The final move, in 2007, completed the circle, bringing me back to California and to the University of California, San Diego (UCSD), where I rejoined Ken Kaushansky. At that time, Ken was chair of the Department of Medicine and (with some irony) my ultimate boss. The move to UCSD was in support of my wife’s career, and she now heads the Center for Hemophilia and Thrombosis here. With Sandy Shattil’s support, I try to do what I can to remind people (especially the fellows) that there is such a thing as benign hematology and that the study of blood should be a passion, not a pothole on the road to board certification.

As I look back, I don’t have enough fingers and toes to count all the good things that have happened to me, starting with Clem, my most influential mentor. Through hematology, I have had the opportunity to meet countless people brighter than me and to work with outstanding fellows and young scientists both here and abroad. And ASH became, and remains, an enormous part of my life.

Hematology has been a marvelous journey, and I count myself most fortunate to have been able to make the trip.

Thoughts From a Former Protégé

Kenneth Kaushansky, MD

Senior Vice President for Health Sciences, Dean School of Medicine, Stony Brook University

In 1996, Hilary Clinton penned the book It Takes a Village to Raise a Child, based on an ancient African parable. I have often hijacked that title to claim, “It takes a village to raise a physician-scientist.” While I do believe that most successful physician-scientists can name multiple mentors, there is almost always, as John puts it, a “most important mentor.” Most scholarly articles on mentorship list at least six roles a successful mentor fills: teacher, sponsor, advisor, agent, role model, and confidante. Most would also agree that the successful mentor does not have the role of cloning oneself, but rather, he/she should be an astute enough listener to help the protégé pursue their own dreams – a seventh role. There is little doubt that John Adamson is my most important mentor, as he was able to fulfill each of these roles. It is no wonder that he was the 2013 recipient of the ASH Mentor Award.

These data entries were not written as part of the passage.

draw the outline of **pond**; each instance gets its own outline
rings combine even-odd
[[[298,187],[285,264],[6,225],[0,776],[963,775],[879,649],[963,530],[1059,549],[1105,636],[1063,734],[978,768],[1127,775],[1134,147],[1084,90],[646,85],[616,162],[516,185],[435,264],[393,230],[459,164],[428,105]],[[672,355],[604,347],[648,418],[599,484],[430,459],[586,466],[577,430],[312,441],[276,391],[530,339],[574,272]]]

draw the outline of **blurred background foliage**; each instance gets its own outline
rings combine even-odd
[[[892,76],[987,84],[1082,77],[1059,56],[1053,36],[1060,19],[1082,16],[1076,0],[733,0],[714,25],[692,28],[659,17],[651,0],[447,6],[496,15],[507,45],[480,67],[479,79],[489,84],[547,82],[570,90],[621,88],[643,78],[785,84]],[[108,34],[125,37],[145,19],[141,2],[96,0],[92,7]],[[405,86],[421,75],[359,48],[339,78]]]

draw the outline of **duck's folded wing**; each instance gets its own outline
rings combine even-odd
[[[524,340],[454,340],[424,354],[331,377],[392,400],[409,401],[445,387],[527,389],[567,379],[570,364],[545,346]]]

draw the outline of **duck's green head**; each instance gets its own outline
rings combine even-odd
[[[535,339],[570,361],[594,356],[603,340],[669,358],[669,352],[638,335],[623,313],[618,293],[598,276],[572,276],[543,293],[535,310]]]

John taught me how to pen a scientific paper. When he revised and then handed back to me my very first scientific manuscript, I noticed it weighed about twice what it had when I handed it to him a few days earlier: the weight difference, of course, being that of the red ink. “Not bad for an author for whom English is a second language,” he quipped. But the weight of the red ink became less and less as time went on, as I learned not only science from John, but also how to communicate science. One of the critical junctures in my career came when I proudly pronounced that, despite not knowing which end of the pipette to use, I wanted to become a hematologic molecular biologist.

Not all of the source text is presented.